То есть каждый раз рассказывать сказку меня заставляла суровая необходимость, потому что читать что-нибудь на ночь я им не могла: засыпала раньше чем мои слушатели. И каждый раз сочинять сказки мне было жутко интересно. Может быть, след именно этого чувства и останется в историях про блоху Лукерью, про красивую хамку свинку и про Пусек бятых (они были сочинены для Наташи, которой был год с небольшим, она торчком сидела в кроватке и, когда услышала, что я говорю: «Сяпала калуша с калушатами по напушке и увазила бутявку…» – то вдруг засмеялась!
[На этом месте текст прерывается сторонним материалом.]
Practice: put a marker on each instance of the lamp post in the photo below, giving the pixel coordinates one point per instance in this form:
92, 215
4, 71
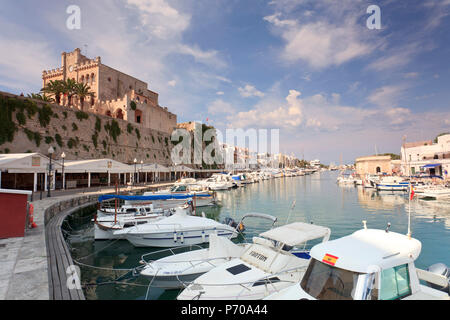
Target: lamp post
142, 169
134, 180
63, 156
50, 153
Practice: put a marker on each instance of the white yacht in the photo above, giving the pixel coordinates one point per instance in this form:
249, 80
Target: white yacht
367, 265
180, 229
266, 266
175, 270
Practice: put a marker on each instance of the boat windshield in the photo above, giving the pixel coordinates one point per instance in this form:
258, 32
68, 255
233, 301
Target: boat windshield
324, 282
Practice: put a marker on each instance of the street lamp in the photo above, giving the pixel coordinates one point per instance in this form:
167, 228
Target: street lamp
142, 169
63, 156
50, 153
134, 180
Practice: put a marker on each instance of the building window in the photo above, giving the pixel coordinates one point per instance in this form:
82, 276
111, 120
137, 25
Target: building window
119, 114
138, 116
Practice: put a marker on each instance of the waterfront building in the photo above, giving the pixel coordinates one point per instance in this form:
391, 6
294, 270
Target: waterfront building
117, 94
374, 165
427, 157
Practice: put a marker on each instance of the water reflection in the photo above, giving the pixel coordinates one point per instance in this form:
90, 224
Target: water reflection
318, 199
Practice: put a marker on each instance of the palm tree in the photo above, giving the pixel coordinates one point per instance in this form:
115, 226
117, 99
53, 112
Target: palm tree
82, 90
39, 96
54, 88
69, 90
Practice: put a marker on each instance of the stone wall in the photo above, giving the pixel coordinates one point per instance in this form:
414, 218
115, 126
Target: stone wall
83, 135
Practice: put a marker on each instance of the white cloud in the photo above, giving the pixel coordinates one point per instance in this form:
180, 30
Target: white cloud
220, 107
264, 115
387, 96
411, 75
250, 91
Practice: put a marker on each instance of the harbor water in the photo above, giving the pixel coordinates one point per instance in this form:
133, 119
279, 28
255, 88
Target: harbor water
106, 266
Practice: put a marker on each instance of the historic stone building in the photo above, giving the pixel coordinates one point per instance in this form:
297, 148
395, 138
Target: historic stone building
114, 92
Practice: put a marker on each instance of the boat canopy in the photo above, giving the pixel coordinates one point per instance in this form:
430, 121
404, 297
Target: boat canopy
152, 197
432, 165
297, 233
368, 248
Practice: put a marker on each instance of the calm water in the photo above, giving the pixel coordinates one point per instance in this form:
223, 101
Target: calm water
318, 199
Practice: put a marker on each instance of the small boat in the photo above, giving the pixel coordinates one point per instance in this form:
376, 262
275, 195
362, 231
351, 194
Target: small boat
109, 220
392, 184
174, 271
180, 229
369, 264
268, 265
175, 197
435, 193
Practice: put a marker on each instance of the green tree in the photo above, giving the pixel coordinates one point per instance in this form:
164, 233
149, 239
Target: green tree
82, 91
54, 88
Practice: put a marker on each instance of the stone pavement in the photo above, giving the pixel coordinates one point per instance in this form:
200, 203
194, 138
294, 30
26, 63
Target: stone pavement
23, 261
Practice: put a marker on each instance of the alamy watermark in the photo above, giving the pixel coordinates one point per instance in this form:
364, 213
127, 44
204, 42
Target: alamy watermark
73, 22
204, 146
374, 20
73, 277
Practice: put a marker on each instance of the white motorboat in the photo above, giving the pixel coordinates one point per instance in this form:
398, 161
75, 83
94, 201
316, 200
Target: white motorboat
176, 196
368, 265
180, 229
105, 226
391, 183
266, 266
174, 271
435, 193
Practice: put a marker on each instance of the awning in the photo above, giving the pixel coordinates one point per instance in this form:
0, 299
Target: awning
433, 165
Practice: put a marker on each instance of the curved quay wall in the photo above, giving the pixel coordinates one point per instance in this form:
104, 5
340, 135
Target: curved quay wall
58, 254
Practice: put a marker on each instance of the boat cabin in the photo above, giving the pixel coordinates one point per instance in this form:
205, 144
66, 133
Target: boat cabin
366, 265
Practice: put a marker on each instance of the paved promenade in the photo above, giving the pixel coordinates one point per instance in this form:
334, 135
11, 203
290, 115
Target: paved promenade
23, 261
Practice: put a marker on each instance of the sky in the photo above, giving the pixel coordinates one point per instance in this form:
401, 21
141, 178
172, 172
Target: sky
334, 88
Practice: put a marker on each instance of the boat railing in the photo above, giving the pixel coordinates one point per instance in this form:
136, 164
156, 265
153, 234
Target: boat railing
171, 250
431, 277
266, 281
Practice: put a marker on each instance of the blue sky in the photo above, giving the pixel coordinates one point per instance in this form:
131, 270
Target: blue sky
310, 68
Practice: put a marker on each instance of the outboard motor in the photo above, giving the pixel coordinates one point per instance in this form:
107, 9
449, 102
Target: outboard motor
442, 270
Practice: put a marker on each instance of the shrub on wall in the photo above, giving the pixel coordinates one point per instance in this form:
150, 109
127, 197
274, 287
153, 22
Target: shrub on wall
81, 115
138, 134
37, 138
98, 124
20, 116
45, 114
59, 140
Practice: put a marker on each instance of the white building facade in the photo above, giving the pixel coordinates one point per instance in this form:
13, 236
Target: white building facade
427, 157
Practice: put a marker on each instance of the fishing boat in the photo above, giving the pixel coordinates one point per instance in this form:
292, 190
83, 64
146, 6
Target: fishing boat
174, 271
391, 183
369, 264
175, 197
109, 220
268, 265
180, 229
435, 193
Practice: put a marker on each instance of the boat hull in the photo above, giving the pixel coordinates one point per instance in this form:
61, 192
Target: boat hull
176, 239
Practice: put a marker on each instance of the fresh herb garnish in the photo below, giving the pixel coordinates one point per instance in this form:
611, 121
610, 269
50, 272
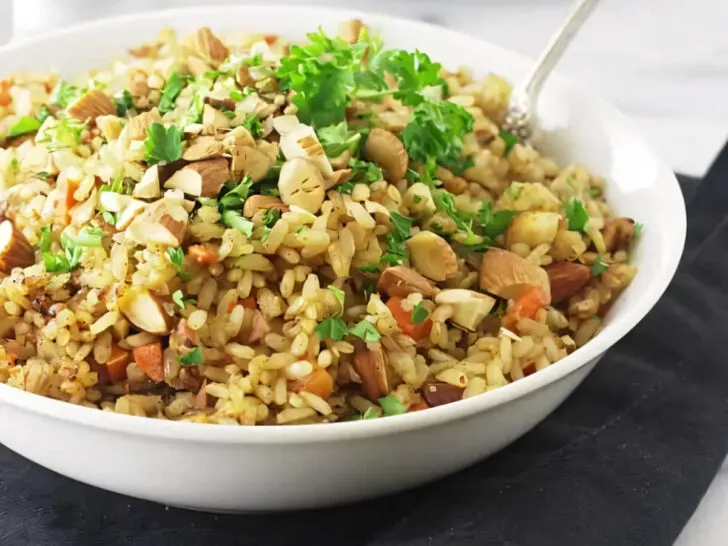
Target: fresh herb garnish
332, 328
419, 314
576, 215
24, 125
193, 358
Я просто знала, что ни про принца, ни про будильник она не осилит.)
Десятки лет я рассказывала сказки на ночь, последний раз уже когда Наташке было пятнадцать, Феде двадцать один, и мы гуляли теплой ночью по душистым сухим холмам Коктебеля в виду лунного моря, и они вдруг запросили: «Ма, сказку». И я завела длинную историю про исчезающий дом, потому что мы как раз вышли к белому призраку без стекол и крыши, к недостройке в три этажа… Я назвала эту сказку «Спасенный».
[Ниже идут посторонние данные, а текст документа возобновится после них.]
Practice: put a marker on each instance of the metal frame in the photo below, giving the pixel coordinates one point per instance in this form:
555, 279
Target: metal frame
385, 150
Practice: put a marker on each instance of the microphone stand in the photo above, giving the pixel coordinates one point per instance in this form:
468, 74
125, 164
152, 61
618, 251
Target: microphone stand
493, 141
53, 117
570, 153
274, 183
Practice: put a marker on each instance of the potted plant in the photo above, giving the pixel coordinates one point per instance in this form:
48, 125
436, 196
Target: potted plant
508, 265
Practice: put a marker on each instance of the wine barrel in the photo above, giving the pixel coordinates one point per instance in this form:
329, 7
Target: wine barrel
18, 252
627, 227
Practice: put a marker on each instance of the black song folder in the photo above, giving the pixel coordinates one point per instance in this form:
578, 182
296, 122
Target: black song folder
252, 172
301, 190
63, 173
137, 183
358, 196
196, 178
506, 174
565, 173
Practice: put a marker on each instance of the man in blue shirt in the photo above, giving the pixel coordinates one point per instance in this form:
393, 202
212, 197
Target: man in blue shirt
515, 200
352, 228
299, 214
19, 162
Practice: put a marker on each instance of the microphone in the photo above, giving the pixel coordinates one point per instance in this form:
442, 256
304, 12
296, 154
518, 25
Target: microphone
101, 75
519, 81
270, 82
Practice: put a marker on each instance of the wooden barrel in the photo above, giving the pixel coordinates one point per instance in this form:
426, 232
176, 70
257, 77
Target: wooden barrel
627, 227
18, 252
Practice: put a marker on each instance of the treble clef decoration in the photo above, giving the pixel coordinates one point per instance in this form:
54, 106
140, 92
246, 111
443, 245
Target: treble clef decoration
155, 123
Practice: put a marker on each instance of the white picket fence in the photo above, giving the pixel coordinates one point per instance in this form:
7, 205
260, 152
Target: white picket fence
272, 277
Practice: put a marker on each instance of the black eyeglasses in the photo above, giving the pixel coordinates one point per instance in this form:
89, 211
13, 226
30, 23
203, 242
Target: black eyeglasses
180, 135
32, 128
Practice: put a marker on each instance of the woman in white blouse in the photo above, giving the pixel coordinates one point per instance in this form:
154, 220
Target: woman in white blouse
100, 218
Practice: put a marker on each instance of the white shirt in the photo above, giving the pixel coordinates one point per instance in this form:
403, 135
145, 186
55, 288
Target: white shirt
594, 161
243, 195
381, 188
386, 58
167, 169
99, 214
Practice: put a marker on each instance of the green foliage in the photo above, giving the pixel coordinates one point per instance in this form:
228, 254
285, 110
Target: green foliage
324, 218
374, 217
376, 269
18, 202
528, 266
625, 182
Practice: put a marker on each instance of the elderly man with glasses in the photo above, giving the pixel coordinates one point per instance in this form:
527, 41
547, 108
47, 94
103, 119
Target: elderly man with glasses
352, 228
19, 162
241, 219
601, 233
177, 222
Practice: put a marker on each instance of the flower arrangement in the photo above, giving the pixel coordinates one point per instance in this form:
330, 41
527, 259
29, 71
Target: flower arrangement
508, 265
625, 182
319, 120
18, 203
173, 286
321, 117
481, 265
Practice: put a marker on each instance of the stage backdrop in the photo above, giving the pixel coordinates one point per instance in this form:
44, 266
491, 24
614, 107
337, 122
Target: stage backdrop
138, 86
Но то, что каждому сюжету предназначен свой единственный жанр, – это точно. Когда является сюжет, он приходит уже в некоторой форме. Стихи нельзя записать прозой. Некоторые рассказы, взявши их как основу, можно переписать верлибром. Сказки приходят со своим хорошим концом (сказки с плохим концом – все равно что подавать нищему ребенку камень, завернутый в конфетную бумажку). Рассказы известны сразу и полностью, надо успеть записать, и в их основе лежит жалость. Пьесы давно мне не являются, но когда они приходили, то маленькую надо было записать за один присест, а большую можно было растянуть на четыре дня (на десять дней, на семь лет), и в большой пьесе мне всегда был не известен и очень интересен конец – что будет-то? Герои вели меня за собой своим единственным путем. Они знали в чем дело, они сами себя писали. Каждый ответ был вынуждаем предыдущей репликой. И второго варианта не было. Поэтому я так страдаю, слыша свои тексты на сцене, актеры лепят отсебятину, необязательные слова.
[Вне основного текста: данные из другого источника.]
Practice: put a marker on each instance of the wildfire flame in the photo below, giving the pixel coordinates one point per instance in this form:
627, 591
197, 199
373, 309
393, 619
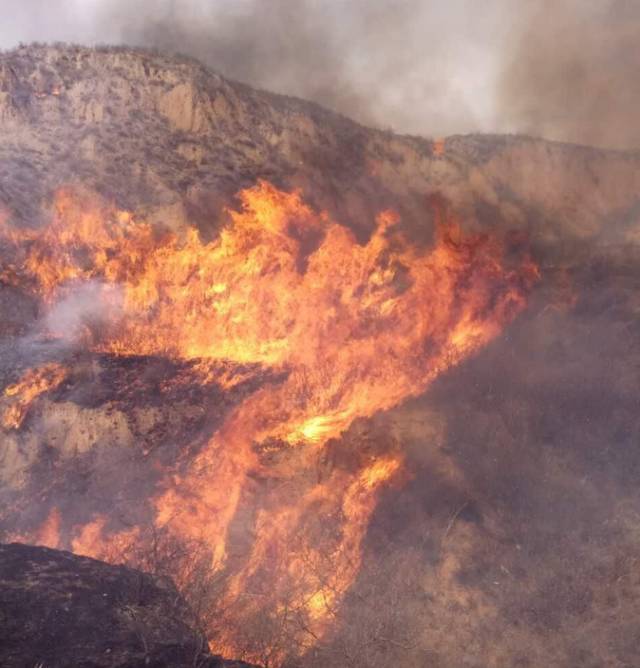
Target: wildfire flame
353, 328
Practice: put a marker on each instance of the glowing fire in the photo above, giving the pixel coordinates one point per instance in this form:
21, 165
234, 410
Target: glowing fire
353, 329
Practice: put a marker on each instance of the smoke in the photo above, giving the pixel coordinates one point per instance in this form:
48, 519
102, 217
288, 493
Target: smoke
83, 310
572, 73
566, 70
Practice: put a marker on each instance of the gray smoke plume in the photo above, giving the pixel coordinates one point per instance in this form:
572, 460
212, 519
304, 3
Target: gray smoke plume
572, 73
566, 69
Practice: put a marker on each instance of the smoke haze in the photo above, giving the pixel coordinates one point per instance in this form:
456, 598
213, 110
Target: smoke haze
565, 70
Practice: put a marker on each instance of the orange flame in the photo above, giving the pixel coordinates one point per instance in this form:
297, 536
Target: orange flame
354, 329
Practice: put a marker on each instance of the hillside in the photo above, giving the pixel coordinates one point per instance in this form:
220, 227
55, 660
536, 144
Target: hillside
168, 137
412, 446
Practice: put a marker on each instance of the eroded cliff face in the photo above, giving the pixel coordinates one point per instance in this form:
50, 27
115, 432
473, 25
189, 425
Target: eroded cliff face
174, 140
511, 537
Собственно говоря, писать пьесу – это значит запустить в черный ящик несколько хорошо известных тебе характеров и дать им повод для борьбы друг с другом. Из ящика выйдут уже другие люди. Они выжили. Как-то они победили ситуацию. Чаще всего не совсем. Зритель, идя домой, будет думать, перебирать так и сяк возможные последствия… На всю жизнь в нем останется чужой опыт как собственный, пережитой (это если спектакль хороший).
О жанре пьесы. Некоторые авторы как бы упреждают события, написавши слово «комедия». Или «трагикомедия», упаси Боже. А оба эти жанра могут существовать только в виде большой и редкостной удачи, если люди в зале смеются или, во втором случае, еще и плачут. Ежели этого не случается, то определение жанру может быть такое (его мы придумали, когда я была еще школьницей и нас насильственно водили в Детский театр): бывают спектакли жалостные, когда жалко потраченных денег. А бывают и радостные – когда уже и денег не жалко, спасибо, что все кончилось!